To make a truly random selection, I'm compiling all the .csv files together and selecting 1,000 rows from the aggregated data.

In [None]:
directory = 'name_clusters'
clippings_urls = []

for filename in os.listdir(directory):
    file_path = os.path.join(directory, filename)
    try:
        df = pd.read_csv(file_path, usecols=['clippings', 'url', 'victim'])
        df = df.dropna(subset=['clippings'])
        clippings_urls.append(df)
        
    except Exception as e:
        print(f'{file_path} caused error {e}')

all_clippings = pd.concat(clippings_urls, ignore_index=True)

## 3) Create Sample of 2,000 Clippings

Then I make the random selection:

In [None]:
random_clippings = all_clippings.sample(n=2000)

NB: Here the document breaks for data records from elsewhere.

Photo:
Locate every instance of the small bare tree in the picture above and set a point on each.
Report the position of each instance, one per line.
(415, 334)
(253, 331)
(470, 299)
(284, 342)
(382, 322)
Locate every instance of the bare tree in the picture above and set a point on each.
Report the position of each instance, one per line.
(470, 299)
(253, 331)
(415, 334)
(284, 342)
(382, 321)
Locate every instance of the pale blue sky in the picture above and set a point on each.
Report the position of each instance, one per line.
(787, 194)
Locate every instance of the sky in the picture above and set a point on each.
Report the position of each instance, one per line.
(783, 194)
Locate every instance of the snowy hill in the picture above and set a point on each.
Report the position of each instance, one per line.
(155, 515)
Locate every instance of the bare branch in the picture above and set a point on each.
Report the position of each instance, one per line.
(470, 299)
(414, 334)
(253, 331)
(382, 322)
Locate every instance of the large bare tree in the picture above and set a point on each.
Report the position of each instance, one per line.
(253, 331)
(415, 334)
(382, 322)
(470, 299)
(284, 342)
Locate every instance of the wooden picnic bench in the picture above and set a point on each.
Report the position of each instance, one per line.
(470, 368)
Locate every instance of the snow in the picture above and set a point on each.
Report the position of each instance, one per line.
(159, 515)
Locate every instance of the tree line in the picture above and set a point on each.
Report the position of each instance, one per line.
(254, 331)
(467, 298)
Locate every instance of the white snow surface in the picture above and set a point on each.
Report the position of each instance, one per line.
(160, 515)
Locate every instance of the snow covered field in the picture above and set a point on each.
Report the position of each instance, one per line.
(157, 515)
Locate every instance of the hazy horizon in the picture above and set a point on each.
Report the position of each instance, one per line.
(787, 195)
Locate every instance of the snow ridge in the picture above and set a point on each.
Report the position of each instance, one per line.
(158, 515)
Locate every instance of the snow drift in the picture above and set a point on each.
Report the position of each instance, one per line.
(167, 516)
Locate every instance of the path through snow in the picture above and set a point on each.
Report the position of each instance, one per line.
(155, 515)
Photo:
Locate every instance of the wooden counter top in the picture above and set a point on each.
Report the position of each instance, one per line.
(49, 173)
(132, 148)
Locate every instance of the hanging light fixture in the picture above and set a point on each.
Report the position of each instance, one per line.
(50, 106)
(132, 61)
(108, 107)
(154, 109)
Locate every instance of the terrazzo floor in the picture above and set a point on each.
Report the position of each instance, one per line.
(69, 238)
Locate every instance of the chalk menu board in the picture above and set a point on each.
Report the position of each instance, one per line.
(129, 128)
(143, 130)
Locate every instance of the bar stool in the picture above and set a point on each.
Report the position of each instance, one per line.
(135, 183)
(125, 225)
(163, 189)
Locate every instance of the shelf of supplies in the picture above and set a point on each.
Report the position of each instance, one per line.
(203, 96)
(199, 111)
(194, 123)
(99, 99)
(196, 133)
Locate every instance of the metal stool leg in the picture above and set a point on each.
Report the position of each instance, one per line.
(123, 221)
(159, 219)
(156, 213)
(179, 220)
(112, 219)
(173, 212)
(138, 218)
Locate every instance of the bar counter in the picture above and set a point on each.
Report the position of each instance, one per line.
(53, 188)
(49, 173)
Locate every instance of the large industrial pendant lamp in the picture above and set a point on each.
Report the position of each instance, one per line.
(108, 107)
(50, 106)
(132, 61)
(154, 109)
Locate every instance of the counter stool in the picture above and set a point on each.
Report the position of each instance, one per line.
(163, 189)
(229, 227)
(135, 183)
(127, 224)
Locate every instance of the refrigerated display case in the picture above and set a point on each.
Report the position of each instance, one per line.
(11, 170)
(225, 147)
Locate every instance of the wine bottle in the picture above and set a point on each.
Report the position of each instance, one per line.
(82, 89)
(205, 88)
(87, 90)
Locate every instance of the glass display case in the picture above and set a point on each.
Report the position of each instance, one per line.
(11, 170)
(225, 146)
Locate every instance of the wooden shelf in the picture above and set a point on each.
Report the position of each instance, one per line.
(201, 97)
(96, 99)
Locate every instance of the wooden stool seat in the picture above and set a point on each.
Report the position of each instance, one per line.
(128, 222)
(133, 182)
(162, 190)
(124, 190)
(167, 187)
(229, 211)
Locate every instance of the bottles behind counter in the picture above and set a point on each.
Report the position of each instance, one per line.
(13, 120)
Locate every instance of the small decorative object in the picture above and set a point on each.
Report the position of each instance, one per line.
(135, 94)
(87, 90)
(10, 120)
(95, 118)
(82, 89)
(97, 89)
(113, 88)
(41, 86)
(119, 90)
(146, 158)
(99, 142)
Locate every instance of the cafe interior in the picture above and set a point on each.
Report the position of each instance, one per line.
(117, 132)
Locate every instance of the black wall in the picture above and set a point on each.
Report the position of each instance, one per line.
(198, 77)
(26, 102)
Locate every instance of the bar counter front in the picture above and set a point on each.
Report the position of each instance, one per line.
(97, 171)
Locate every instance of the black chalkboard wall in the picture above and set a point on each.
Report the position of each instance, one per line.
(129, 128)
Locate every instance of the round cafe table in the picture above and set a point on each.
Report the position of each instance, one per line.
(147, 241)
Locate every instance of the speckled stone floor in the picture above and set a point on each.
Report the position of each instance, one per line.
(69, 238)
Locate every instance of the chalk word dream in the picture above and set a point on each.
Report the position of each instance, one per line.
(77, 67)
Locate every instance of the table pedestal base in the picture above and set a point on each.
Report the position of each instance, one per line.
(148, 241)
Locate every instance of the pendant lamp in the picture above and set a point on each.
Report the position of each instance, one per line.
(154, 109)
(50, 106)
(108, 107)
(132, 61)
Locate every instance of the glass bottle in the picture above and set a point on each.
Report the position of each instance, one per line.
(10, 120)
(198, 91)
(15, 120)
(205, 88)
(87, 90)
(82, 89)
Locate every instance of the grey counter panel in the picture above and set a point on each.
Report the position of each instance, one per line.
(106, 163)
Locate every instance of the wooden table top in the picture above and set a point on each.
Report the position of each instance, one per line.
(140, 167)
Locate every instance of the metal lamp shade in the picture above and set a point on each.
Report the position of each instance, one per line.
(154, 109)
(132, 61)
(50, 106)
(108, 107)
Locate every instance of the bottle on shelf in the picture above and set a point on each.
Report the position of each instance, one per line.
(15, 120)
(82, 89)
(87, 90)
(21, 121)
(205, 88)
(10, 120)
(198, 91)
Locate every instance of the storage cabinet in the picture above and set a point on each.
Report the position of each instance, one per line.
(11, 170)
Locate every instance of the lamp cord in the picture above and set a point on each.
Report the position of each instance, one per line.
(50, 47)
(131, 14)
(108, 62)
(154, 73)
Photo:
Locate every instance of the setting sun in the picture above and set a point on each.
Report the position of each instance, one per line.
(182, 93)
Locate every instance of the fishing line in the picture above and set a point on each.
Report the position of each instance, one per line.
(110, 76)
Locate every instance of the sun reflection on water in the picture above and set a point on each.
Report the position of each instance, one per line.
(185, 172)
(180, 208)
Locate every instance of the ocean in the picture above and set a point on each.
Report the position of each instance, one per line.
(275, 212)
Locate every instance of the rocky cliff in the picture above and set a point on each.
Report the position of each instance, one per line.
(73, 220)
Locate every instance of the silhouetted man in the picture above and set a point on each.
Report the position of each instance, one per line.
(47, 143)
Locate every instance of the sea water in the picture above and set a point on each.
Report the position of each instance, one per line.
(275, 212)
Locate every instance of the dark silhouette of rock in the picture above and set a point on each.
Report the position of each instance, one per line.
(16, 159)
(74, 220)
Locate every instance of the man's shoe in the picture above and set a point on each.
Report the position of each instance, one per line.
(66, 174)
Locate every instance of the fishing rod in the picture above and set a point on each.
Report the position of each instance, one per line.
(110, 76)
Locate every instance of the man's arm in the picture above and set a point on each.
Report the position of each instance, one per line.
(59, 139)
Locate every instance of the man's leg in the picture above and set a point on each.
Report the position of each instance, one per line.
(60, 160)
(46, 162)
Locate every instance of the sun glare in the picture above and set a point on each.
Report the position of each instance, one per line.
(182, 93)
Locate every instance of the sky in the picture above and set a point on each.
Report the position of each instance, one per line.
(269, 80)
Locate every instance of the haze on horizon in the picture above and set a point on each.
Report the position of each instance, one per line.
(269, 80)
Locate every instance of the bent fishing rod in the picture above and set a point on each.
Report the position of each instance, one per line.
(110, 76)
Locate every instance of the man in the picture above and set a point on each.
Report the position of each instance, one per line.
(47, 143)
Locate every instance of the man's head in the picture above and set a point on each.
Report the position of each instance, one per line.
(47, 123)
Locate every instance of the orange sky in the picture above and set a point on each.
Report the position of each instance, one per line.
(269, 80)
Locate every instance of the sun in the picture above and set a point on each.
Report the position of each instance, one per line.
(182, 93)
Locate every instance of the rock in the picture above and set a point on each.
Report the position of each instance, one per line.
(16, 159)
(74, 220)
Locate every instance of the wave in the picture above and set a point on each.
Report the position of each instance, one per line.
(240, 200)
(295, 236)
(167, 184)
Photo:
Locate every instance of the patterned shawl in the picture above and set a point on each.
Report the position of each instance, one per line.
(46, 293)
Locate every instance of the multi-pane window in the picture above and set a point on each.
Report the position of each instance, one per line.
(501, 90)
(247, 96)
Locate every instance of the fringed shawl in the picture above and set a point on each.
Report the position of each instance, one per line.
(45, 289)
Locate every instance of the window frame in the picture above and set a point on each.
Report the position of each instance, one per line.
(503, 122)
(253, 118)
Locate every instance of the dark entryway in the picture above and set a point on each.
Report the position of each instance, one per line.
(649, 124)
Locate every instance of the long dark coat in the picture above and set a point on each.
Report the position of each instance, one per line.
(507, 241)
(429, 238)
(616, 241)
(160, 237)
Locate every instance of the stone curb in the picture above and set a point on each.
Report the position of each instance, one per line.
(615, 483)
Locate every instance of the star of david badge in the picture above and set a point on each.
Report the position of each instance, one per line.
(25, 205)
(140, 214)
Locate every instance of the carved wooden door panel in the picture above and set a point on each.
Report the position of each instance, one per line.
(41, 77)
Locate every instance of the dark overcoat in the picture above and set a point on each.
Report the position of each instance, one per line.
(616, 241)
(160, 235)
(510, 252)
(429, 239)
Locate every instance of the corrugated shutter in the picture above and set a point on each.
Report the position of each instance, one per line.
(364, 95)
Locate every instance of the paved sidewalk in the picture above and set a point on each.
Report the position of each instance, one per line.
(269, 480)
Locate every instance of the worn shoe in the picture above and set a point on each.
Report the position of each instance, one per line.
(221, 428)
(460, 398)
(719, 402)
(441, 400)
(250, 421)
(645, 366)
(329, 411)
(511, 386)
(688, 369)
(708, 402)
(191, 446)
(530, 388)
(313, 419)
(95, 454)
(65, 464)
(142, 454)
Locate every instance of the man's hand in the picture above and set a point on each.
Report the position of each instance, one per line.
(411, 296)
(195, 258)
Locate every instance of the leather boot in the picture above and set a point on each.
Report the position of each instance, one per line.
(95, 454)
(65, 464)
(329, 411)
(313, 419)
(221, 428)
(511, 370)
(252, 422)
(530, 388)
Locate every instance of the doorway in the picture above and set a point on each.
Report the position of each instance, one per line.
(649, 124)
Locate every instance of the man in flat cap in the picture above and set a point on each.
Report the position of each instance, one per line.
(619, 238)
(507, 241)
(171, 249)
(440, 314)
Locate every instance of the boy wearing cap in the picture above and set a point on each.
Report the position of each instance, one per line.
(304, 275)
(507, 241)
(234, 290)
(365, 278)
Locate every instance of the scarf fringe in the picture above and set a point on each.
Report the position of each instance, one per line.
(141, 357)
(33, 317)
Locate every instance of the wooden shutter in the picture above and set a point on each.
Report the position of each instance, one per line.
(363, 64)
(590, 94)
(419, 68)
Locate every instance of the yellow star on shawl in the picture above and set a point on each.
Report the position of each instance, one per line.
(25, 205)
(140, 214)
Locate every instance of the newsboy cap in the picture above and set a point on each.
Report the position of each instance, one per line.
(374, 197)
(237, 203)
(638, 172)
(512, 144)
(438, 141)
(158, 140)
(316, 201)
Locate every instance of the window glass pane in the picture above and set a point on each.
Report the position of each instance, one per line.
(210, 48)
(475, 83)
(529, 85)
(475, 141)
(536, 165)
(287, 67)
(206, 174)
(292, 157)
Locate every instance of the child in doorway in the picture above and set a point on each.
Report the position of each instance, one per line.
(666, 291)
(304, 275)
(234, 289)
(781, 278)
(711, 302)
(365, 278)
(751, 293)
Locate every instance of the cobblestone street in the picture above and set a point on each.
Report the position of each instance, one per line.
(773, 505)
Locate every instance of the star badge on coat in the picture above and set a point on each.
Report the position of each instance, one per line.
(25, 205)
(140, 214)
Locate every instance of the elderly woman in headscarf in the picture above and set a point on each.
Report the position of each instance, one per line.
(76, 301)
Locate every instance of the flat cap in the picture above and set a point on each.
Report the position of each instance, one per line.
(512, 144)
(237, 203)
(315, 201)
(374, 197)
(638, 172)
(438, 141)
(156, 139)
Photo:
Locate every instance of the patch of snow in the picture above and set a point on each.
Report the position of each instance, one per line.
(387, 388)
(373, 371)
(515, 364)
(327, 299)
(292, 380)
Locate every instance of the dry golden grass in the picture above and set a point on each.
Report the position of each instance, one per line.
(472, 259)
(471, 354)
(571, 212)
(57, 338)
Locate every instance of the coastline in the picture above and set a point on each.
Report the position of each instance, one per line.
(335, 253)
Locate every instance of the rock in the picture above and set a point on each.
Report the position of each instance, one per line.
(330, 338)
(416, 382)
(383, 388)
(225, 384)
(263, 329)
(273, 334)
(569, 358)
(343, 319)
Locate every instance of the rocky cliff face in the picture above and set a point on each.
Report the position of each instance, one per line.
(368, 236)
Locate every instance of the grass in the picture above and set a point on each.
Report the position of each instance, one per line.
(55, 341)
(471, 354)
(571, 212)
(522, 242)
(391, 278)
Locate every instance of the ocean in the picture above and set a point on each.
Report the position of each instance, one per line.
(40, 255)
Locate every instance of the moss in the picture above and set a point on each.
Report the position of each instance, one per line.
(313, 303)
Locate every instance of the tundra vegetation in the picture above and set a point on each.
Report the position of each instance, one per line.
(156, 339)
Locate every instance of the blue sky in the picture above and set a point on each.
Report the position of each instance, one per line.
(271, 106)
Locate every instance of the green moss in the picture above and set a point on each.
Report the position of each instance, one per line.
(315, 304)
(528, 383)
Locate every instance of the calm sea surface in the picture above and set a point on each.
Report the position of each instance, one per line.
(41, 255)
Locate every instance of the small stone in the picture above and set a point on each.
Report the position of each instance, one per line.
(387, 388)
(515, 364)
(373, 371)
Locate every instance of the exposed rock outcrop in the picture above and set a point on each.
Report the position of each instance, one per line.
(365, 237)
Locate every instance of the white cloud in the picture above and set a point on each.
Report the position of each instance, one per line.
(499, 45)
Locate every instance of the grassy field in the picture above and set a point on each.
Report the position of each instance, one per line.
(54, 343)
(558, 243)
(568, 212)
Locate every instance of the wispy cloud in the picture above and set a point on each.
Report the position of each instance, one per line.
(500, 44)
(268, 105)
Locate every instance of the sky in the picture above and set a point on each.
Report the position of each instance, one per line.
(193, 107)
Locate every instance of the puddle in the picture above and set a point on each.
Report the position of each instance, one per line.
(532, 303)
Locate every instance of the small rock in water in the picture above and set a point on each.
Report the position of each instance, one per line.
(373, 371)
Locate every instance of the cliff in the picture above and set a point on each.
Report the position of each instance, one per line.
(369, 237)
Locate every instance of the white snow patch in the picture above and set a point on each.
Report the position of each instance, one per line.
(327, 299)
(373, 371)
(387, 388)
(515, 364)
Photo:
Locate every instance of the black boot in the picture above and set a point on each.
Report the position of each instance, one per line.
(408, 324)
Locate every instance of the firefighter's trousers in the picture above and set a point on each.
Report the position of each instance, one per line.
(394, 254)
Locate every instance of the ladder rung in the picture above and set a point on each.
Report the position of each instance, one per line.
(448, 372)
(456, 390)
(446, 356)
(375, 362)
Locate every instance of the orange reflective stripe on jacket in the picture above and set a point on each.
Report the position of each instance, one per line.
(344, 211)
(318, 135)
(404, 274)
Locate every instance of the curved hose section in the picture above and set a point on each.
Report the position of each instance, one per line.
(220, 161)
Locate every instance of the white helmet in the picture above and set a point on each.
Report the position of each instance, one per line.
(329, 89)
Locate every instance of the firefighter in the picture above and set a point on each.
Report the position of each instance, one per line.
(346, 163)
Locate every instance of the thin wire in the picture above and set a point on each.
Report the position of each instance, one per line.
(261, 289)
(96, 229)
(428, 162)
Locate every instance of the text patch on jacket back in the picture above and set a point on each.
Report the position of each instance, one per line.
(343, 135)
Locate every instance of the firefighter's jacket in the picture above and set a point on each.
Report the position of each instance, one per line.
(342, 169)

## 4) Break into 20 Chunks

To make the hand-labelling step easier, I've split the random selection into 20 chunks, 100 clippings apiece.

In [None]:
for i in range(20):
    start_index = i * 100
    end_index = (i + 1) * 100
    chunk = random_clippings[start_index:end_index]
    df_chunk = pd.DataFrame(chunk, columns=['clippings', 'url', 'victim'])
    output_name = f'training_data_2/clippings_part_{i+1}.csv'
    df_chunk.to_csv(output_name, index=False)